What is it good for?

Linear algebra deals with tensors: multi-axis numerical arrays that are subject to certain linear operations. The number of axis an array possesses is referred to as its rank, with the three lowest ranked tensors having special names: scalars (rank 0), vectors (rank 1), and matrices (rank 2).

Among many applications of linear algebra, the most common one is the representation of systems of linear equations. For example: $$ 3x_1 - 5x_2 = -5 \\ -6x_1 + 3x_2 = 11 \\ $$ can be represented as:

$$ A = \begin{bmatrix}3 & -5 \\ -6 & 3 \end{bmatrix} \\ \vec{b} = \begin{bmatrix}-5 \\ 11 \end{bmatrix} \\ A\vec{x} = \vec{b} $$

Here, $A$ is the matrix that represents the coefficients, $ \vec{b}$ is a vector that represents the intercepts and $\vec{x}$ is the vector that represents the solutions.

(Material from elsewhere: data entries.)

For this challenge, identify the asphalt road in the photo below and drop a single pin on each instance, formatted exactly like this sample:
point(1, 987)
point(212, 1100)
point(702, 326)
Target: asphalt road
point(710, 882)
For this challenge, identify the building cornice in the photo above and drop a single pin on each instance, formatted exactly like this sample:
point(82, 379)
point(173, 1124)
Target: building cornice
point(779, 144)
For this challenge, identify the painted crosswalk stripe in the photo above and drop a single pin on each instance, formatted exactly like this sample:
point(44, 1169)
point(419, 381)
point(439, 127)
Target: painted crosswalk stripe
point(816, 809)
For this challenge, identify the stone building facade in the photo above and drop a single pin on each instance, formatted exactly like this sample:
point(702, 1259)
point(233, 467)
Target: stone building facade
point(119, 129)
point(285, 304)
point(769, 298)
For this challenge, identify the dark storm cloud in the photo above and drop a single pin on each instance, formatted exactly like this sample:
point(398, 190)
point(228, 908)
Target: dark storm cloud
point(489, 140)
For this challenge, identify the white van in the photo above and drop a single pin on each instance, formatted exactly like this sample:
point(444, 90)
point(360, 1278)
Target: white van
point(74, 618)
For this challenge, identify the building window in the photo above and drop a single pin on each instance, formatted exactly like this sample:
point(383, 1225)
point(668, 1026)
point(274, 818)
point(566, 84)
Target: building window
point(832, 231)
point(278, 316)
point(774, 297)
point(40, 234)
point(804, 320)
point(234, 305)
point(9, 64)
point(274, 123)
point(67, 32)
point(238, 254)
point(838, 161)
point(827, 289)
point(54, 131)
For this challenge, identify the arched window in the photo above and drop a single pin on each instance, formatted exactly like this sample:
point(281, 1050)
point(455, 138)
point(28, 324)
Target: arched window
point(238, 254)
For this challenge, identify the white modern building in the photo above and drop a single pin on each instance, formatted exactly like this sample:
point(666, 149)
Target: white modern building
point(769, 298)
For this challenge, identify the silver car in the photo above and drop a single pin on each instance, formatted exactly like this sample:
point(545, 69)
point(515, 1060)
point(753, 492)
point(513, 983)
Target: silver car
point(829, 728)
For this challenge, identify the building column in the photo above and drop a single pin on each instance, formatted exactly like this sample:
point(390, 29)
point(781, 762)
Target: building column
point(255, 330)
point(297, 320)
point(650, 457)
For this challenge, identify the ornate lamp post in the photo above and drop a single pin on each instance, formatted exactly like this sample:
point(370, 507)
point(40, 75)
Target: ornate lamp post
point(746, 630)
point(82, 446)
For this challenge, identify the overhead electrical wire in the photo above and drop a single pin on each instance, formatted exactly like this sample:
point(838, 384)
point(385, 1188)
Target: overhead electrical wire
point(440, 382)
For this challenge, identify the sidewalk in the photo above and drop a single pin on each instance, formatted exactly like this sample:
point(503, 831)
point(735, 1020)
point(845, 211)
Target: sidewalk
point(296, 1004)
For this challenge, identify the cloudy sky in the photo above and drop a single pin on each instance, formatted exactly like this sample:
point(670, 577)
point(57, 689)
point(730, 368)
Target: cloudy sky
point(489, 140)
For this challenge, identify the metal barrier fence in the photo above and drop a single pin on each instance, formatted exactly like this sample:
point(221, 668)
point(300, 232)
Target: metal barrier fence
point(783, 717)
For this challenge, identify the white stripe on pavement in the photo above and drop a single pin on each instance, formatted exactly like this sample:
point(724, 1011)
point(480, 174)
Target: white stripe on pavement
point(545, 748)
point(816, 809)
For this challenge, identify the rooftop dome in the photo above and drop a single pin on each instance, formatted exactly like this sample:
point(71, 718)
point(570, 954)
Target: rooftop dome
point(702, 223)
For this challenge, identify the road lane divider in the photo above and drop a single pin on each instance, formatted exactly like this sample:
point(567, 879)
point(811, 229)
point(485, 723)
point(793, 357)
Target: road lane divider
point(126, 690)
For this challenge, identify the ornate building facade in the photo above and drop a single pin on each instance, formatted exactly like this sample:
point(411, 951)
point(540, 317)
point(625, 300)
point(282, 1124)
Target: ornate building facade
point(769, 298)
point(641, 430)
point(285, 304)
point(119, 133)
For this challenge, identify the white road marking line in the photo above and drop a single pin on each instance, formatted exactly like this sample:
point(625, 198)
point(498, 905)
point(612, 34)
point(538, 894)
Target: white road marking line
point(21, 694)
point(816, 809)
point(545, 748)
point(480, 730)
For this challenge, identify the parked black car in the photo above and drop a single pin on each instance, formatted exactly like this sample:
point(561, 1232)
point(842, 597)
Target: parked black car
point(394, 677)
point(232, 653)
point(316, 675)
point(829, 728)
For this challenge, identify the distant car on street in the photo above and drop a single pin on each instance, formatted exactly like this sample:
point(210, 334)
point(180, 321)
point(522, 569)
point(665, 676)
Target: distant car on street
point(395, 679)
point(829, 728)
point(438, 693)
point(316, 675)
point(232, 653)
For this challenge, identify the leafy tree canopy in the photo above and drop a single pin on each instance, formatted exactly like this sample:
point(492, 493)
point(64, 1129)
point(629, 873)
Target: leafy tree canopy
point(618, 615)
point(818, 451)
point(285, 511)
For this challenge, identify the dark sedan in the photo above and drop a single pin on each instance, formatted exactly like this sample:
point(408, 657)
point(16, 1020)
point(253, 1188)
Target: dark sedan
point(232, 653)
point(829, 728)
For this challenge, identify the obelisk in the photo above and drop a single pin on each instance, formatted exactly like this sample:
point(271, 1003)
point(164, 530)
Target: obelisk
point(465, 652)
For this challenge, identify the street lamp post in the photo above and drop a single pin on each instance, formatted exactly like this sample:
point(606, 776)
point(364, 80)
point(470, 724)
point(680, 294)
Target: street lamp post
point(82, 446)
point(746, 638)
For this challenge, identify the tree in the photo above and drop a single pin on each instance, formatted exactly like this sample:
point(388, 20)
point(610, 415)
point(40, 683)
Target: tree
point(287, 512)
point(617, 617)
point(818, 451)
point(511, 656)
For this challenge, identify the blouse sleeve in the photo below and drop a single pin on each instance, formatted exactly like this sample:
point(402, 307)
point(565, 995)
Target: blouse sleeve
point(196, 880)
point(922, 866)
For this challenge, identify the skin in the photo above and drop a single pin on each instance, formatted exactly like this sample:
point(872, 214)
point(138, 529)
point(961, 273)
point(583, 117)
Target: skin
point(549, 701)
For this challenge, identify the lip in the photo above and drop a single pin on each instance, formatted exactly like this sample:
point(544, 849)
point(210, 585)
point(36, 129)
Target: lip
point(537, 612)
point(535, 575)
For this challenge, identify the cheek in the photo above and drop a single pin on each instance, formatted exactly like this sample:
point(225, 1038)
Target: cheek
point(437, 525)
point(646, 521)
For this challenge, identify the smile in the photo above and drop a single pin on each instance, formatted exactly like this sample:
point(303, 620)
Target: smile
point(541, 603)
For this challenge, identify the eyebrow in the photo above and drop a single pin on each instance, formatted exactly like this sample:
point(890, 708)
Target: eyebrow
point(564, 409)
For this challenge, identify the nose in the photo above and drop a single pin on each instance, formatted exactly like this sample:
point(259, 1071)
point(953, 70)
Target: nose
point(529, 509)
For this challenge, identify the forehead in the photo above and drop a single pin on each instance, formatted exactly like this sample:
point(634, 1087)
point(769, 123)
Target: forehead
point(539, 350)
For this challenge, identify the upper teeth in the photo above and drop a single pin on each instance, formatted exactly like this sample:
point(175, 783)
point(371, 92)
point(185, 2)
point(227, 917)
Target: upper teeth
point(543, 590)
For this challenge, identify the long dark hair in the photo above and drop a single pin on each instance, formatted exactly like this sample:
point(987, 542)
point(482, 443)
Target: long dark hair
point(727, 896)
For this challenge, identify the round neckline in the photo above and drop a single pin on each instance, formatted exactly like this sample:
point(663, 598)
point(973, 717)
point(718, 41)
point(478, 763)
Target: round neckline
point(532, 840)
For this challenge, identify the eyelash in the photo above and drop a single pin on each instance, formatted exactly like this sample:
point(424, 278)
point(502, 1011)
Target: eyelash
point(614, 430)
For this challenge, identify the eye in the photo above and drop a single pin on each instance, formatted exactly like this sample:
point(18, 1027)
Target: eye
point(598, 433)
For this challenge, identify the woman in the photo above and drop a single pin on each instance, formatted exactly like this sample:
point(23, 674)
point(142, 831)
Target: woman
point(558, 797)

Besides offering a convenient notation, linear algebra also comes packed with a collection of computation-friendly methods to solve these systems of equations. But more satisfyingly, it also offers a profound geometric representation of these operations as transformations in space, which allow you to think of data in more visual terms.

From this geometric standpoint, a vector is a structure that has a magnitude and a direction (often imagined as an arrow that extends from the origin of a coordinate system), and it exists in a multidimensional vector space, with each element in a vector occupying its own dimension. Matrices take it a step further, and represent transformations which skew, rotate, and scale this multidimensional vector space as a whole.

Basic Operations

Linear algebra deals with linear combinations:
- Vector addition: $ \begin{bmatrix}a \\ b \end{bmatrix} + \begin{bmatrix}c \\ d \end{bmatrix} = \begin{bmatrix}a+c \\ b+d \end{bmatrix} $
- Scalar multiplication: $ N\begin{bmatrix}a \\ b \end{bmatrix} = \begin{bmatrix}Na \\ Nb \end{bmatrix} $
Each vector has a magnitude, which can be found using the Pythagorean (Eucledian Norm). For $\vec{x} = \begin{bmatrix}a \\ b \\ c \end{bmatrix} $: $$ \Vert \vec{x} \Vert = \sqrt{a^2 + b^2 + c^2} = \sqrt{\vec{x} \cdot \vec{x}} $$

Products

Formally, the product of tensors (2D matrices in this instance) $A \in \mathbb{R} ^{m\times n} \text{ and } B \in \mathbb{R} ^{n\times p}$ is equal to $ C \in \mathbb{R} ^{m\times p}$ where $$ C_{i,j} = \sum_{k=1}^n A_{ik}B_{kj} $$
For example: $$ \begin{bmatrix} a & c \\ b & d \end{bmatrix} \begin{bmatrix}x \\ y\end{bmatrix} = x \begin{bmatrix}a \\ b \end{bmatrix} + y\begin{bmatrix}c \\d \end{bmatrix} = \begin{bmatrix}ax + cy \\ bx + dy\end{bmatrix} $$
Multiplication of tensors is generally
- associative: $ (AB)C = A(BC) $
- distributive: $ A(B + C) = AB + AC $
- noncummutative: $\vec{a}\vec{b}\not = \vec{b}\vec{a}$
Similar to the function notation, i.e., $f(x)$, the tensor on the right represents the input (data), while the tensor on the left represents the transformation (operation) performed on the input. For convenience, I will now refer to the tensor on the right as the Input, and the tensor on the left as the Transformation.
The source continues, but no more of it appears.